COWP8 does not alter robustness of oocyst wall.
Representative field of view of A) WT and B) Δcowp8 oocysts imaged using Scanning Electron Microscopy (SEM). ‘Wrinkled’ oocysts are circled in white and ‘Smooth’ oocysts are outlined with orange squares. Scale bars are 10 µm. C) Percentage of oocysts that appear wrinkled (black) or smooth (orange) quantified. n = 1787 WT oocysts (1514 wrinkly (84.7%) and 273 smooth (15.3%)). n = 593 for Δcowp8 oocysts (357 wrinkly (60.2%) and 236 smooth (39.8%)). Raw data in S5 Table. Representative Transmission Electron Microscopy was performed on D) wild type and E) Δcowp8 oocysts. Scale bars are equivalent to 1µm. F) Median width of oocyst wall. Error bars, IQR; ***p < 0.001 (Mann Whitney test). Raw data reported in S6 Table. Statistical tests performed on data grouped by biological replicate are reported in S11 Fig.
Fig 5.
Oocysts lacking COWP8 maintain mechanical strength.

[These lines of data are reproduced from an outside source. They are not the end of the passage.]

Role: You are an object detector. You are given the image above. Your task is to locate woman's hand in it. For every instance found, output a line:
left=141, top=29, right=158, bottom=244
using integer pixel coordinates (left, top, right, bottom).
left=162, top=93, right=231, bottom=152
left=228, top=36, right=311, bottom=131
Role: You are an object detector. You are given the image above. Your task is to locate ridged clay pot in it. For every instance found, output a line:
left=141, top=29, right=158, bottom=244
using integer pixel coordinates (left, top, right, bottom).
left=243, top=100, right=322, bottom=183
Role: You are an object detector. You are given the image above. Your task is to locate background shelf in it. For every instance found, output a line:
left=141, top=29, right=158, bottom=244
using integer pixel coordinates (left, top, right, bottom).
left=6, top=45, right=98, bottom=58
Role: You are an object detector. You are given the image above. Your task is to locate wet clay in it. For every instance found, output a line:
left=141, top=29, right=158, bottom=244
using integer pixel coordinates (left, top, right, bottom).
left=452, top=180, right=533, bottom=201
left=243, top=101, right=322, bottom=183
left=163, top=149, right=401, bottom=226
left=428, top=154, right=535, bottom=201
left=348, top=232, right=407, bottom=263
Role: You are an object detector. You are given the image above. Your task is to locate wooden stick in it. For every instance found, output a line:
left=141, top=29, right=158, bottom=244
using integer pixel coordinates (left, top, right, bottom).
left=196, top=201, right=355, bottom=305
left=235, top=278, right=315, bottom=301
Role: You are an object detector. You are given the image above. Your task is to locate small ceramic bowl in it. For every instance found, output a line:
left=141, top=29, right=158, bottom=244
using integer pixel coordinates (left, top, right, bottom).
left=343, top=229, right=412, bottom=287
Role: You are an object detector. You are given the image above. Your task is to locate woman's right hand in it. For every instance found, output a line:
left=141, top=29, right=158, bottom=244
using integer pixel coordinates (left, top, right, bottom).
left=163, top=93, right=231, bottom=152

A) Force indentation plot in range of 0-100 nm of indentation. Two technical replicates performed for wild type (purple and lilac; data from third wild type replicate was determined to be an outlier, see S13 Fig) and ∆cowp8 (blue, orange, and green). B) Young’s modulus was obtained from fitting the indentation plot to the Hertz mathematical model, producing box and whisker plots (10-90 percentile). Statistical analysis carried out on obtained data (Welch’s t-test) concluded that there is no significant difference in mechanical strength between wild type and ∆cowp8 oocysts (ns meaning p > 0.05), with an average Young’s Modulus of 1.2 MegaPascals (MPa) being calculated for both wild type and ∆cowp8 oocysts.
Fig 6.
Model of COWPs in oocyst wall structure.
A) 3D rendering of the Cryptosporidium oocyst structure, where 4 sporozoites (olive green) and a residual body (red) are tightly packed inside the slightly oval shell of the oocyst wall. Inner and outer walls are sealed closed by the suture (dark green). B) Upon excystation the suture opens, allowing sporozoites to escape often leaving behind the residual body inside the excysted oocyst wall. COWPs 1, 5, 6, 7, 8, 9 localise to the oocyst wall only. COWP3 and COWP4 localise to both the oocyst wall and the suture, while COWP2 is localised to the residual body and the suture. Illustrations by Konstantinos Alexandrou.